If Oprah Is Right then so Is Karl Marx

Religious suffering is, at one and the same time, the expression of real suffering and a protest against real suffering. Religion  is the sigh of the oppressed creature, the heart of a heartless world, and the soul of soulless conditions. It is the opium of the people. The abolition of religion as the illusory happiness of the people is the demand for their real happiness. To call them to give up their illusions about their condition is to call them to give up a condition that requires illusions.

There were three great German philosophers that specialized in what might be called a hermeneutic of suspicion. As their work became popular, the views became more prevalent, but we must credit these three as the founders of a deep philosophical stance of suspicion toward any authority of power. They were Sigmund Freud, Karl Marx, and Friedrich Nietzsche. The above quote is from Marx, though you may be more familiar with the abridged version—religion is the opiate of the masses—than the longhand one above, but the idea remains the same: religion is a form of crowd control. It dulls the people to keep them in check. It is nothing more than an illusion and that illusion must be broken for them to obtain true happiness.

Marx is brilliant, wrong, but brilliant. The reason I point this out is because for most religions I think he is right. I think most religions, from the eastern spiritualities to Islam are both avenues for oppression and imbedded with exhortations to obedience and hope that subjugates its adherents.
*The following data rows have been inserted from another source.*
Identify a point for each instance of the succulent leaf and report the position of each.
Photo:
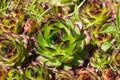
(64, 75)
(100, 60)
(87, 74)
(3, 72)
(116, 60)
(95, 13)
(108, 74)
(15, 74)
(12, 49)
(58, 40)
(36, 71)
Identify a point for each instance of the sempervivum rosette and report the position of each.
(12, 49)
(3, 72)
(116, 60)
(36, 71)
(57, 41)
(95, 12)
(100, 60)
(108, 74)
(99, 38)
(12, 22)
(87, 74)
(15, 74)
(64, 75)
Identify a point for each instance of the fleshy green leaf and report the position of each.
(108, 28)
(118, 16)
(106, 45)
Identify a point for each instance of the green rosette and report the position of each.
(12, 49)
(36, 71)
(15, 74)
(57, 41)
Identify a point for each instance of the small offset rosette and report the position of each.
(116, 60)
(36, 71)
(87, 74)
(12, 49)
(57, 41)
(3, 72)
(15, 74)
(108, 74)
(64, 75)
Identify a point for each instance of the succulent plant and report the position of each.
(36, 71)
(116, 60)
(100, 60)
(12, 49)
(64, 75)
(3, 72)
(30, 26)
(57, 41)
(99, 38)
(12, 22)
(87, 74)
(108, 74)
(94, 13)
(15, 74)
(117, 77)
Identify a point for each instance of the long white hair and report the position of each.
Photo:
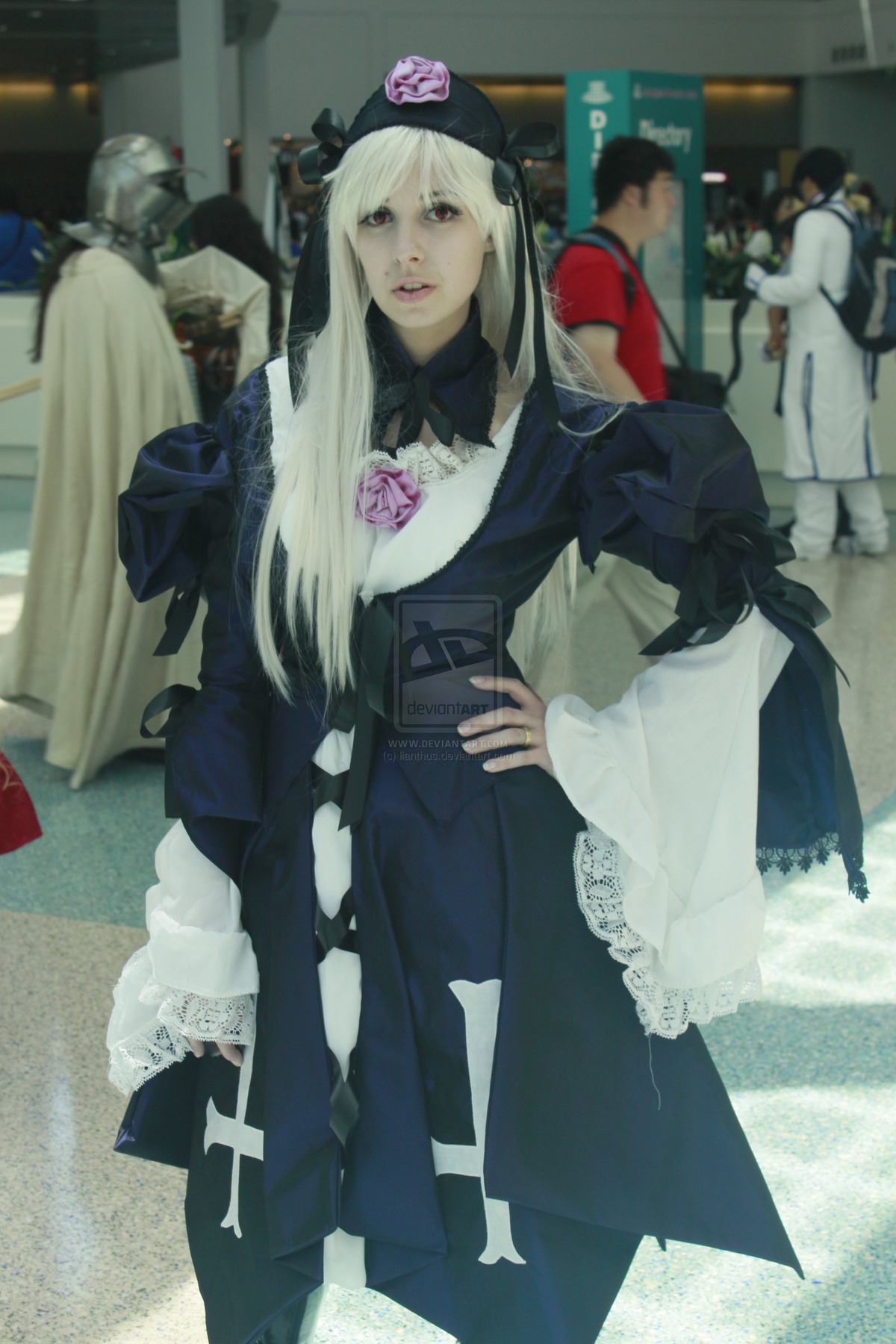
(314, 499)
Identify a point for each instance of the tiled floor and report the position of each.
(92, 1245)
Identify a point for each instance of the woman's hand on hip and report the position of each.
(509, 727)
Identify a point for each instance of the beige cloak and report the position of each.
(113, 378)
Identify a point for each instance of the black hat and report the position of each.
(428, 96)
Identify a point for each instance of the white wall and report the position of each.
(334, 53)
(148, 100)
(856, 113)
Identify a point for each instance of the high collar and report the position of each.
(454, 391)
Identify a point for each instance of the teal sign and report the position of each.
(668, 109)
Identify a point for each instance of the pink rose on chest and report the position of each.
(388, 497)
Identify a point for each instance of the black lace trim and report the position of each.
(803, 859)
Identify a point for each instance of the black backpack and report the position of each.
(684, 383)
(868, 312)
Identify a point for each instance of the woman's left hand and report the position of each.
(523, 727)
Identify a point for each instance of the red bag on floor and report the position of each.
(18, 819)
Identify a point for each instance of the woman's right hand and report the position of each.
(225, 1048)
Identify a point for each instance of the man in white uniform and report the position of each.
(827, 398)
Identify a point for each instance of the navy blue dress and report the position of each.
(465, 907)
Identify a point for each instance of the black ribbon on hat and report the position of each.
(314, 161)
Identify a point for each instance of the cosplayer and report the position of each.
(112, 376)
(455, 967)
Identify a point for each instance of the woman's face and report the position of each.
(422, 264)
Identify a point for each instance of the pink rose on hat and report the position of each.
(388, 497)
(418, 80)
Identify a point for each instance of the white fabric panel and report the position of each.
(671, 774)
(281, 409)
(196, 940)
(340, 979)
(344, 1260)
(332, 858)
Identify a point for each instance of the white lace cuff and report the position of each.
(151, 1023)
(664, 1009)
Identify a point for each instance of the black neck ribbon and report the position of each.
(454, 393)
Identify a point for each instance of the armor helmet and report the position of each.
(134, 198)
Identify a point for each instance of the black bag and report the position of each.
(868, 312)
(697, 386)
(684, 383)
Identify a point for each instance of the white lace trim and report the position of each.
(662, 1009)
(163, 1041)
(429, 464)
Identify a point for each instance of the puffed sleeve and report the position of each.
(181, 523)
(187, 522)
(723, 757)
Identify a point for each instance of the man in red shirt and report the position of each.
(600, 292)
(602, 300)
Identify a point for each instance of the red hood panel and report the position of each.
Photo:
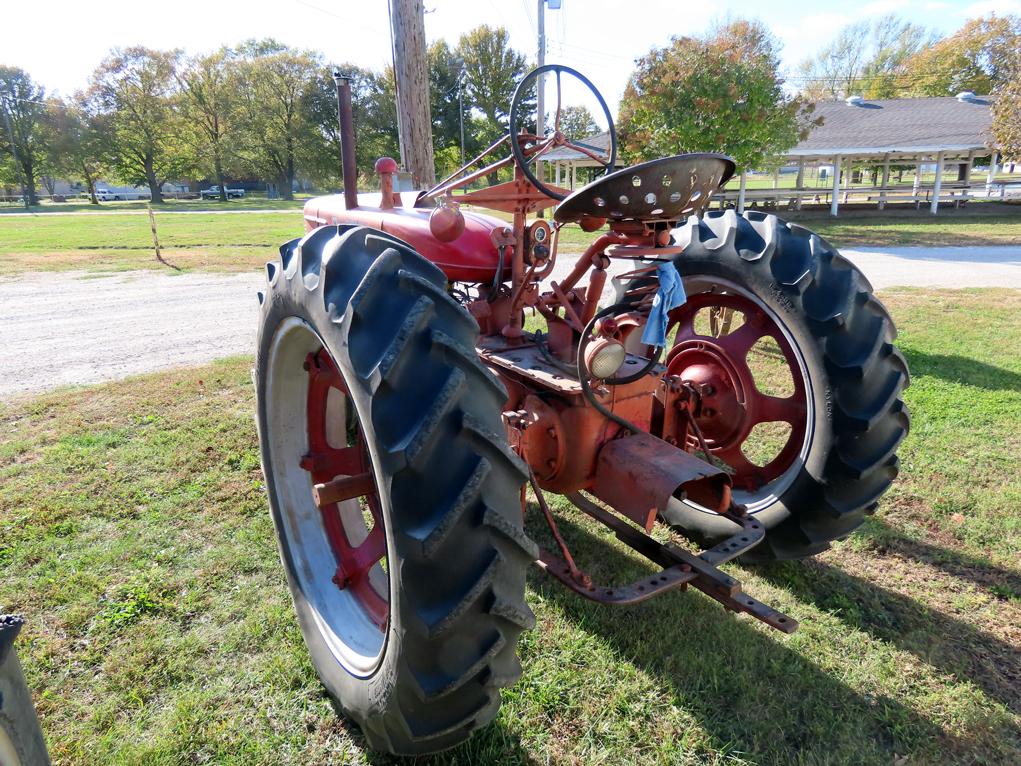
(471, 257)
Marx, as a German though, probably had Christianity in his sights. This is where I think he fails, that is in so far as the Christian religion is actually practiced in Spirit and in truth. This disclaimer is important. It is one thing to say that Marx is out and out wrong, but it is another to point out that is some ways we have made Marx right when we deviate from the roots of historic Christianity. No one shows this better than the priestess of modern spirituality Oprah Winfrey.

Allow me to make a few observations about Oprah’s comments here.

What Are Belief and Faith?

Is there a difference for you between faith and belief?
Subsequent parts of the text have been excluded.